Title :
Extracting domain-specific terms from unlabeled web documents by bootstrapping and term classifiers
Author :
Liu, Tao ; Wang, Xiao-long ; Liu, Bing-quan ; Liu, Yuan-Chao ; Li, Ming-Hui
Author_Institution :
Harbin Inst. of Technol., Harbin
Abstract :
Domain-specific term extraction contributes to all domain-oriented natural language processing tasks. Given a small set of domain-specific terms as seed terms, new terms from unlabeled corpora can be extracted by bootstrapping a term classifier to discover the association between seed terms and new terms. Traditional term representation method for domain-specific term extraction represents a term in a feature space of documents, which depicts association of terms which share common documents. This representation can´t depict the inner-document information of terms and requires extracted terms to occur in multiple documents. A new term representation method in global contextual space is proposed for domain-specific term extraction in this paper. This representation mechanism depicts the association of terms which share common global contexts. The information of terms within certain document and among corpora is depicted by global contexts. Experiments on Chinese web corpus show that the proposed domain-specific term extraction method with global contextual representation outperforms traditional method with representation mechanism in documents space.
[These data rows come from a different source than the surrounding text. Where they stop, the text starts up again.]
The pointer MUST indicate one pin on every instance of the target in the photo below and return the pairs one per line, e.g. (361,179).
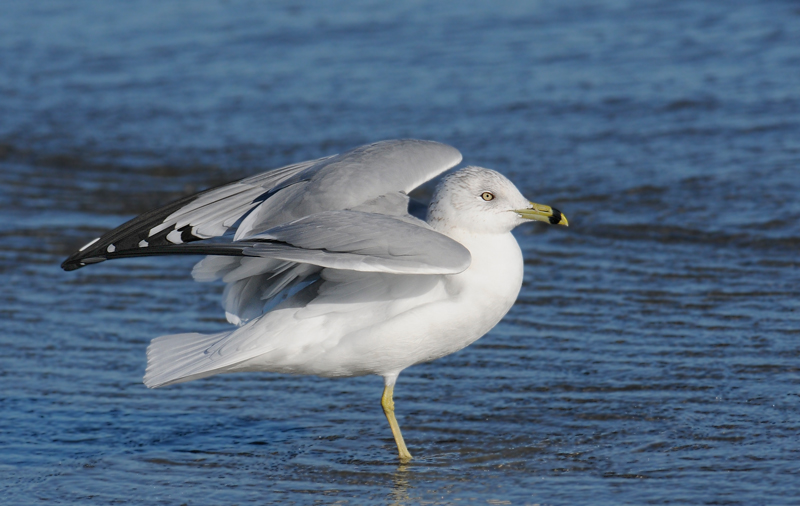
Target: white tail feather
(180,357)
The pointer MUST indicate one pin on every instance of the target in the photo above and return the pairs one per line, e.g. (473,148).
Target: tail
(181,357)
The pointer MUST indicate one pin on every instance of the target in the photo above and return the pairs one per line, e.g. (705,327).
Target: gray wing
(359,241)
(359,178)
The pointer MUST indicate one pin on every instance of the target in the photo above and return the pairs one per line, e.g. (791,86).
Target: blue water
(653,356)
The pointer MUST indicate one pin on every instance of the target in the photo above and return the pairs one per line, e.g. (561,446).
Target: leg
(388,409)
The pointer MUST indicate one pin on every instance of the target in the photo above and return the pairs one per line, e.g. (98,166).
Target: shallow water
(653,356)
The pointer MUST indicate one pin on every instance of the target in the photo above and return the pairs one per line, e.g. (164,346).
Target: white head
(483,201)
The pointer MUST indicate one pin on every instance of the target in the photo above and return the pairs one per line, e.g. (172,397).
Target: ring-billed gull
(327,273)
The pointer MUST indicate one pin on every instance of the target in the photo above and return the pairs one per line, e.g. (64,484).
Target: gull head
(483,201)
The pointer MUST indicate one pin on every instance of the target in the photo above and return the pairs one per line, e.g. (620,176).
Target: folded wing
(255,205)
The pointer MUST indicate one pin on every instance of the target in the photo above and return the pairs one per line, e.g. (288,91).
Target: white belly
(467,305)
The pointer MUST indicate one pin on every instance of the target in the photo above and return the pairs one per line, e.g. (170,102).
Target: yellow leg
(387,403)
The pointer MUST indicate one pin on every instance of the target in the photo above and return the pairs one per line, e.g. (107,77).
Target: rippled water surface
(653,356)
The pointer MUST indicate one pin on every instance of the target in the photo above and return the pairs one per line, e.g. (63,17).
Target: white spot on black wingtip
(89,244)
(175,237)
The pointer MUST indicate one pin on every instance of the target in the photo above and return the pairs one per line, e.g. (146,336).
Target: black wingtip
(76,262)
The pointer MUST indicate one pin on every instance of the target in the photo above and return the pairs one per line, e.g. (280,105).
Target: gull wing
(260,203)
(349,240)
(359,241)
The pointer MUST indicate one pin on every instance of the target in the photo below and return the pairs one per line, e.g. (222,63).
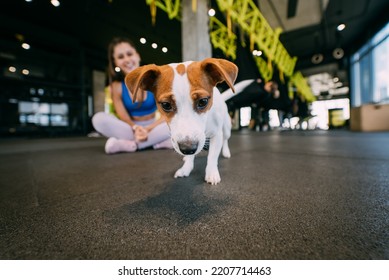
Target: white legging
(110,126)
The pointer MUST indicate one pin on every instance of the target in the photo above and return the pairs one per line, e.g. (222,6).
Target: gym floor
(283,195)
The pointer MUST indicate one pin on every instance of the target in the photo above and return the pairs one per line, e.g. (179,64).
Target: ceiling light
(55,3)
(25,46)
(338,53)
(317,58)
(211,12)
(341,27)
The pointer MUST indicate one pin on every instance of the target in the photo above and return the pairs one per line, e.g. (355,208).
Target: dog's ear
(142,78)
(220,70)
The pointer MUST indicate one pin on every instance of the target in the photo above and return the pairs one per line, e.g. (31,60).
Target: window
(370,71)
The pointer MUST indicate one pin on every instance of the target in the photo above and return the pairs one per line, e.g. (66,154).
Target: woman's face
(126,57)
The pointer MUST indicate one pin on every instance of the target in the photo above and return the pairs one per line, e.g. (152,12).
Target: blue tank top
(146,107)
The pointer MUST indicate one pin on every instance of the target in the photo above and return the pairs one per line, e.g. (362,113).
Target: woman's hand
(140,133)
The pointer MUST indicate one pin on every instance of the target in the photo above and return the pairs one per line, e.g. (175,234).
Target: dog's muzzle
(188,147)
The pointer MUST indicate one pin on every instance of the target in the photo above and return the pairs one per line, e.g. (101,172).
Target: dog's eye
(202,103)
(167,106)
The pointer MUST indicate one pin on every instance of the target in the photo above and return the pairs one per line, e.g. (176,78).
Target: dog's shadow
(182,202)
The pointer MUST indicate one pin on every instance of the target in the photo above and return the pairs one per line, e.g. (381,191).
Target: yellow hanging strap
(194,6)
(153,11)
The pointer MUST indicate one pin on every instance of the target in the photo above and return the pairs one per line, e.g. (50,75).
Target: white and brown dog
(193,107)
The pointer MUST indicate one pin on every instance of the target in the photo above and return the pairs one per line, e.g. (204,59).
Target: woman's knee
(98,119)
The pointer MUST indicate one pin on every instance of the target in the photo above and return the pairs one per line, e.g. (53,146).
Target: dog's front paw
(212,177)
(182,172)
(226,152)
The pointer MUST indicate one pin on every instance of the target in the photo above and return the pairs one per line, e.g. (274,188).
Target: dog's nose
(188,147)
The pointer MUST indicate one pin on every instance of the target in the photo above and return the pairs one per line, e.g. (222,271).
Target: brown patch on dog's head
(158,80)
(205,75)
(181,69)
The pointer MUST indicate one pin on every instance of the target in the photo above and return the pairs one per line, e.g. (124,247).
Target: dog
(194,109)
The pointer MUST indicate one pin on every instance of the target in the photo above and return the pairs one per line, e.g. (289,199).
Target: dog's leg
(226,135)
(185,170)
(212,175)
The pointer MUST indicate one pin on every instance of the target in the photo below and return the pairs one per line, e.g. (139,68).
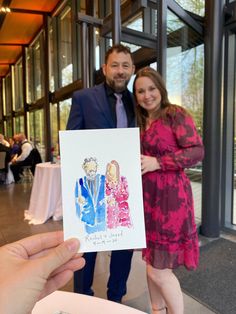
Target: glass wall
(35,71)
(19,124)
(194,6)
(232,102)
(65,47)
(54,130)
(36,130)
(185,81)
(18,87)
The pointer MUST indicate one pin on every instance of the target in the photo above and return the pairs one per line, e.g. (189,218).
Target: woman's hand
(149,163)
(34,267)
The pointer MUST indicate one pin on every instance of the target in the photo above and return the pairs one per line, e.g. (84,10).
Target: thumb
(61,254)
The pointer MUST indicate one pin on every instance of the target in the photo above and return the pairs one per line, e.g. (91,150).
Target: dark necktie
(121,118)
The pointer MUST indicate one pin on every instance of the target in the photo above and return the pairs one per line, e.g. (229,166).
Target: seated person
(23,159)
(3,141)
(14,146)
(4,164)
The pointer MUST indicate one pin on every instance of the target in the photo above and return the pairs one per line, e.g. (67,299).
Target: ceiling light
(5,9)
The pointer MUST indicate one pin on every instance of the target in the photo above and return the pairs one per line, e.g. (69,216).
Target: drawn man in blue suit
(97,108)
(90,197)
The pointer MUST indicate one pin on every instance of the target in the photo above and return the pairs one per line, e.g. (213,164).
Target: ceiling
(20,26)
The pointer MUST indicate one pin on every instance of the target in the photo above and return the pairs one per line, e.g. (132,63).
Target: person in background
(169,144)
(14,146)
(108,105)
(34,267)
(23,158)
(3,141)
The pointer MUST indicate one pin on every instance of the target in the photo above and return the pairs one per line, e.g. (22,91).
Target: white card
(102,188)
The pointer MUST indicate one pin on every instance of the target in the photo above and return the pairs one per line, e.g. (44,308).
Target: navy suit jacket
(90,110)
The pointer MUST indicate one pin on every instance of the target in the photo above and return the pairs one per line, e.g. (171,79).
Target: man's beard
(91,175)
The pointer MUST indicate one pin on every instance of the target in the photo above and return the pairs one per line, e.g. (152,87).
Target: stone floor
(14,199)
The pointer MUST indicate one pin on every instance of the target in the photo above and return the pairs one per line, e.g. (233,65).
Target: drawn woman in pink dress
(117,194)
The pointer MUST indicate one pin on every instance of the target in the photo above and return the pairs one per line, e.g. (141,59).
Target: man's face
(90,169)
(118,70)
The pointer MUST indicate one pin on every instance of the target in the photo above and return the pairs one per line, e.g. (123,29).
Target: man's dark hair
(118,48)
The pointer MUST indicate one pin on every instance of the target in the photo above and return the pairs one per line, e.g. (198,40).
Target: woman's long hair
(165,108)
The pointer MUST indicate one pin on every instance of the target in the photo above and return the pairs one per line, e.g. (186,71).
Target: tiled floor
(14,200)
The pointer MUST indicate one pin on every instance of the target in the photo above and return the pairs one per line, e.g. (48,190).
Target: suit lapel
(102,102)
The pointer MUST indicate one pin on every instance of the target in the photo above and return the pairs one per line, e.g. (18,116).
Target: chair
(2,167)
(27,175)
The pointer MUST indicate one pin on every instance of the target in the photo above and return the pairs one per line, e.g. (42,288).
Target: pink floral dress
(171,232)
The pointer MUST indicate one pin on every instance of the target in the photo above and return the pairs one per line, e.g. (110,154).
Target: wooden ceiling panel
(20,26)
(42,5)
(8,54)
(23,28)
(3,70)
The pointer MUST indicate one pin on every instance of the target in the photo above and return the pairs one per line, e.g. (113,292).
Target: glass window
(19,124)
(185,78)
(38,70)
(29,76)
(51,59)
(8,94)
(18,84)
(136,23)
(37,130)
(65,47)
(64,112)
(8,127)
(194,6)
(54,130)
(4,95)
(35,71)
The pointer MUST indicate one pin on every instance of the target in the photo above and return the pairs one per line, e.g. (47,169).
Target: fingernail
(72,245)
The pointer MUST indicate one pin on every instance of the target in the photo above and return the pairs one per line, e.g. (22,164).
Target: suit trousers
(120,266)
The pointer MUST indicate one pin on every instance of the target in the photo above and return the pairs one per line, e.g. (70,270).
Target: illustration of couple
(102,200)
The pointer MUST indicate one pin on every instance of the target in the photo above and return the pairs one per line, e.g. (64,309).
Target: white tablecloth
(45,198)
(61,302)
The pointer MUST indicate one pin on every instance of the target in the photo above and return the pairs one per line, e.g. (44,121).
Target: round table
(61,302)
(45,198)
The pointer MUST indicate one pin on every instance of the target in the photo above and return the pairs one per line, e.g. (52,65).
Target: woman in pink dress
(170,143)
(117,194)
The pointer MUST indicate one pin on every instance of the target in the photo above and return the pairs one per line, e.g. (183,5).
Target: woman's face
(147,94)
(111,169)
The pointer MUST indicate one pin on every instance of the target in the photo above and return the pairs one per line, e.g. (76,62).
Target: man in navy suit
(95,108)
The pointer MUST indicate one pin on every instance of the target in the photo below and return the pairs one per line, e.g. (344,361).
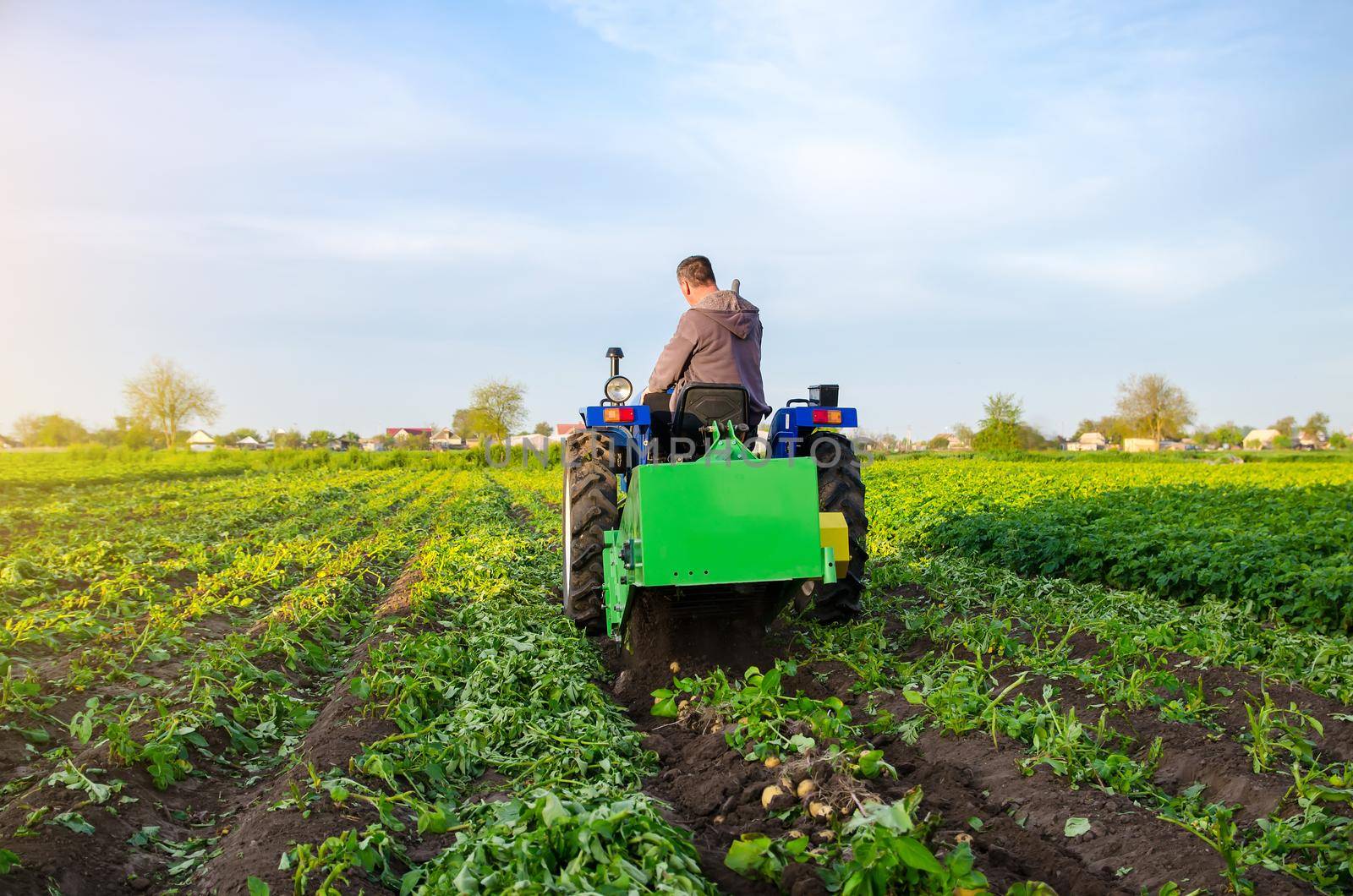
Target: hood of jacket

The improvement for low frequency terms is much higher for the proposed method.
Keywords :
Internet; information retrieval; natural language processing; pattern classification; text analysis; bootstrapping; contextual representation method; domain-oriented natural language processing task; domain-specific term classifier extraction; unlabeled Web documents; Costs; Data mining; Frequency; Large-scale systems; Machine learning; Natural language processing; Ontologies; Research and development; Search engines; Statistical analysis;
Conference_Titel :
Systems, Man and Cybernetics, 2007. ISIC. IEEE International Conference on
Conference_Location :
Montreal, Que.
Print_ISBN :
978-1-4244-0990-7
Electronic_ISBN :
978-1-4244-0991-4
DOI :
10.1109/ICSMC.2007.4413834